Forging strategic alliances
Big tech and financial institutions are already investing in fintechs to help advance their strategic goals. For example, Tencent led a $35 million investment in open banking focused TrueLayer in the UK this year2.
What they are realizing that partnerships don’t have to be limited to start-ups – working together with established institutions can create value. Over the past 6 months, there have been a number of strategic business relationships announced, such as Google’s partnership with Citibank and Stanford Federal Credit Union, to offer smart checking accounts3 and Apple’s announcement of a partnership with Goldman Sachs to offer the Apple Card credit card4. These will likely only be the beginning.
What they’re now starting to realize is that partnerships don’t have to be limited to start-ups – working together with established institutions can create value.
Making it work
So, what does it take to drive value from partnerships between big tech companies and traditional institutions? KPMG firms' experience working with financial institutions, fintechs and big techs suggests that the areas of central importance are organizational, cultural and strategic in nature.
Here are four key areas where financial services executives may want to focus attention5:
- Get clear on your business drivers — What business objectives do you aim to achieve through these partnerships? Let those govern your decisions. Improvements in customer experience may be your goal. If so, make the customer central to your strategy. If improvements in efficiency are the objective, put financial and productivity performance measures at the core. Stay focused on the primary drivers of the partnership, regardless of how it evolves.
- Gain agility — Speed is of the essence when working with tech firms. The priority for financial services executives must be on improving organizational agility — from rationalizing IT infrastructure to adopting agile implementation techniques. Consider this question: If the institution is to operate at market speed, what technology operating models need to be in place?

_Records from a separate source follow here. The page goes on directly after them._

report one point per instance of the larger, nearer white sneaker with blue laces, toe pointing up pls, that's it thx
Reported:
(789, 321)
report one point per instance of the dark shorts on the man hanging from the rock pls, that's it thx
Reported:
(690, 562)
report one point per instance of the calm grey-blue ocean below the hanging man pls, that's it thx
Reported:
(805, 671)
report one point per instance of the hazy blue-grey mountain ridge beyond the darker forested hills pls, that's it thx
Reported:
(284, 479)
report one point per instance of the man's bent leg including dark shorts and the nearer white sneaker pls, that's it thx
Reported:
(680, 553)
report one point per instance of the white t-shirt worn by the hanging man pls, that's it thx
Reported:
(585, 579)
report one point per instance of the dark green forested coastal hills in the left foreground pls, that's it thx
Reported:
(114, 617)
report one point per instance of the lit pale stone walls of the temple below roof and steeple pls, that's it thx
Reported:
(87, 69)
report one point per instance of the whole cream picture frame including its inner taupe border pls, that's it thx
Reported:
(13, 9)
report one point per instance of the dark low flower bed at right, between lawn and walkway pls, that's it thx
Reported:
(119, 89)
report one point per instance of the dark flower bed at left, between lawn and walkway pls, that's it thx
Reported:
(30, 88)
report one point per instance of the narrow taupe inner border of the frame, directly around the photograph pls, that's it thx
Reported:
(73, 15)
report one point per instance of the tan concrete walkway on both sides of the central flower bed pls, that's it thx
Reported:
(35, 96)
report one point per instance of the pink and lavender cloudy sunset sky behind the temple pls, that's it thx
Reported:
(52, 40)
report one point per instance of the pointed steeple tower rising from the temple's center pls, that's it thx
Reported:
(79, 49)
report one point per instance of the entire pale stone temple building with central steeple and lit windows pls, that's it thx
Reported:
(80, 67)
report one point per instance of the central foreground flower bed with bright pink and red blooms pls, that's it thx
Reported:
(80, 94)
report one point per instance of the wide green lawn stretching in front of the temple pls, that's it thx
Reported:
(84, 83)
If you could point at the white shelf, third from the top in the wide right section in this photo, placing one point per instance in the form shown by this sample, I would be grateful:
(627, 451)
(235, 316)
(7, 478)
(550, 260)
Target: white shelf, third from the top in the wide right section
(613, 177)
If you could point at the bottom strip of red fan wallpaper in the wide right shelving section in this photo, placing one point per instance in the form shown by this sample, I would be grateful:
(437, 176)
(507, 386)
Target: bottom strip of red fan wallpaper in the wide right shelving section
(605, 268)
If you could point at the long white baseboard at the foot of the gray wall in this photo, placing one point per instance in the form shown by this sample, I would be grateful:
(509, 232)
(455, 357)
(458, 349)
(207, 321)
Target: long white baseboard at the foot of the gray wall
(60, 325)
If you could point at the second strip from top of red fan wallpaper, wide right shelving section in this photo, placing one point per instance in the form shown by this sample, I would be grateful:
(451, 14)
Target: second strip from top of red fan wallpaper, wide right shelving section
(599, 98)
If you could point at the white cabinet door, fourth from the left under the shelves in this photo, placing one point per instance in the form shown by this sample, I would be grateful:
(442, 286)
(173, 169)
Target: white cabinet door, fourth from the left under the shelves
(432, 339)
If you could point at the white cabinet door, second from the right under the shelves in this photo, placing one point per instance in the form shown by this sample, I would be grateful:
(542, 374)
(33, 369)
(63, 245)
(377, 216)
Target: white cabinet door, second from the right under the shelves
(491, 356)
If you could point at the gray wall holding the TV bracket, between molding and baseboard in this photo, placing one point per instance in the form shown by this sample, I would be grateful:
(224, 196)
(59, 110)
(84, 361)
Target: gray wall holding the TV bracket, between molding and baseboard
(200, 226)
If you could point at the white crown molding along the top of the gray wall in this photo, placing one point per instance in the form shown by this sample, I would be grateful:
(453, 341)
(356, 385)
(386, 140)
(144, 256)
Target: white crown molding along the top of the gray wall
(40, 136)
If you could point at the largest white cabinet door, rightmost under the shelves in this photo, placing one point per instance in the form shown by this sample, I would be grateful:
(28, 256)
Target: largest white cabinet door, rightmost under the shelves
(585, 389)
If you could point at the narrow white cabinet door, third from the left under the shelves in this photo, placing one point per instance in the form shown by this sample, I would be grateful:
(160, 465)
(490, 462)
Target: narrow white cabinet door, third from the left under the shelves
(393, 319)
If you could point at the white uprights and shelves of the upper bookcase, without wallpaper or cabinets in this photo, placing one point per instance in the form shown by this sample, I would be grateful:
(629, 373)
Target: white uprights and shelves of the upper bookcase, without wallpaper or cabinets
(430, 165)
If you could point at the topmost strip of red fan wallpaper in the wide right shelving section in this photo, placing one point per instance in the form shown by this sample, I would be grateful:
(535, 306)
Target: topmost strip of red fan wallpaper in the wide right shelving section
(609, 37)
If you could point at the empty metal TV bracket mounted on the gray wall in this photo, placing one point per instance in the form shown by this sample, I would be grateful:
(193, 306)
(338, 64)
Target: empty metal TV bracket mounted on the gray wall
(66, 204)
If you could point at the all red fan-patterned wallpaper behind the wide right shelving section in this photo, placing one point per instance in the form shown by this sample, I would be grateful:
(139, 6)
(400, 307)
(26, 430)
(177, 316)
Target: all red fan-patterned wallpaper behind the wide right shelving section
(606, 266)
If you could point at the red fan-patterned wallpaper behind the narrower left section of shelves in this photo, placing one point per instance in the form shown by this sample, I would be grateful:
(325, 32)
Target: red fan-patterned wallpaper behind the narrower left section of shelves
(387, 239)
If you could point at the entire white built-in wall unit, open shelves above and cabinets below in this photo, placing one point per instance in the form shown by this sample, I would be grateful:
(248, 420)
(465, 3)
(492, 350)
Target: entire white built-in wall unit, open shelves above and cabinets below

- Acquire the skills and capabilities needed to succeed — Partnerships with consumer platforms demand unique skills. Consider how you will attract, develop and retain the people you need to, not only nurture ideas but act on them once they’re ready for commercialization. The financial institution’s approach to skills development and talent management will be vital to driving value from future models and innovations.
- Be bold — This is, perhaps, the most important area of all. To successfully move their organizations into the future, financial services leaders must be daring. They must have the nerve to take chances and accept failure. There simply is no other way. Further, they must have a strong vision for the organization and make a compelling case for it with employees, customers and stakeholders. Difficult decisions will have to be made. It won’t be easy to balance the imperative for transformative change against the financial institution’s risk and regulatory requirements.
I expect in 2020 to hear even more announcements of new partnerships. However, not all of these will succeed. The organizations that understand how strategic alliances work and are committed to the end result will be the ones able to drive future value.